Names named in US Iraq oil report A US Senate report says two senior politicians from the UK and France were granted potentially lucrative oil allocations by Saddam Hussein's Iraq. It says British MP George Galloway and former French minister Charles Pasqua were given the right to buy oil under the UN's oil-for-food scheme.
Such allocations could be sold on for a commission, although the report offers no evidence either men received money.
Both men deny claims that they were involved in such sales.
"I have never traded in a barrel of oil," said Mr Galloway, re-elected as an MP last week after campaigning against the Iraq war.
"This is a lickspittle Republican committee, acting on the wishes of George W Bush."

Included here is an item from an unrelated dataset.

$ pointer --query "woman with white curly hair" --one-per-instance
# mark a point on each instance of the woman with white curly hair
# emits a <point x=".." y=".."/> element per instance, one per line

These are the same false allegations which are still the subject of a libel action George Galloway
He said he had "written and emailed repeatedly" requesting the opportunity to appear before the committee and rebut the claims, but they "have yet to respond". Mr Pasqua - a French senator who served as interior minister in the 1980s and 1990s - has not yet commented on the document.
But when a former aide was questioned over the scandal last month Mr Pasqua said that he had never taken part in any sales.
Scandal
The report by a Senate committe investigating the oil-for-food scandal says Saddam Hussein's regime was keen to gain allies with influence abroad.
It alleged that Baghdad had given Mr Pasqua the right to buy 11 million barrels of oil, while Mr Galloway had received some 20 million.
The committee says it has evidence from documents drawn up by the Ministry of Oil under Saddam Hussein and interviews with "high-ranking Hussein regime officials". The oil-for-food programme was a $60bn (£32bn) scheme set up in 1996 which was supposed to allow Iraq to buy food, medicine and other humanitarian supplies with the proceeds of regulated oil sales, without breaking the sanctions imposed on it after its 1990 invasion of Kuwait.
The programme aimed to relieve the suffering of Iraqis under the sanctions and was formally ended in 2003 after the US-led invasion of Iraq.
The scandal over the way the programme was conducted emerged in early 2004, after an Iraqi newspaper published a list of about 270 people including UN officials, politicians and companies it alleged may have profited from the illicit sale of Iraqi oil.
Libel suit
US Senate investigators latter found that Saddam Hussein's regime made $17.3bn from abuses.
About $13.6bn allegedly came from selling oil to neighbour states keen to breach the sanctions.
The programme has already been the subject of several corruption investigations.
UN Secretary General Kofi Annan has been criticised over his son's work with the programme, but he himself, in an interim report by a UN committee issued in March, was cleared of wrongdoing.
Mr Galloway won a libel suit against London's Daily Telegraph newspaper over an article relating to his alleged role in the oil for food programme.
The Senate report said the documents it used to make the allegations "have no relation" to those discussed in the Daily Telegraph piece.
For his part, Mr Galloway said: "These are the same false allegations which are still the subject of a libel action with the Daily Telegraph - so far I'm £1.6m up".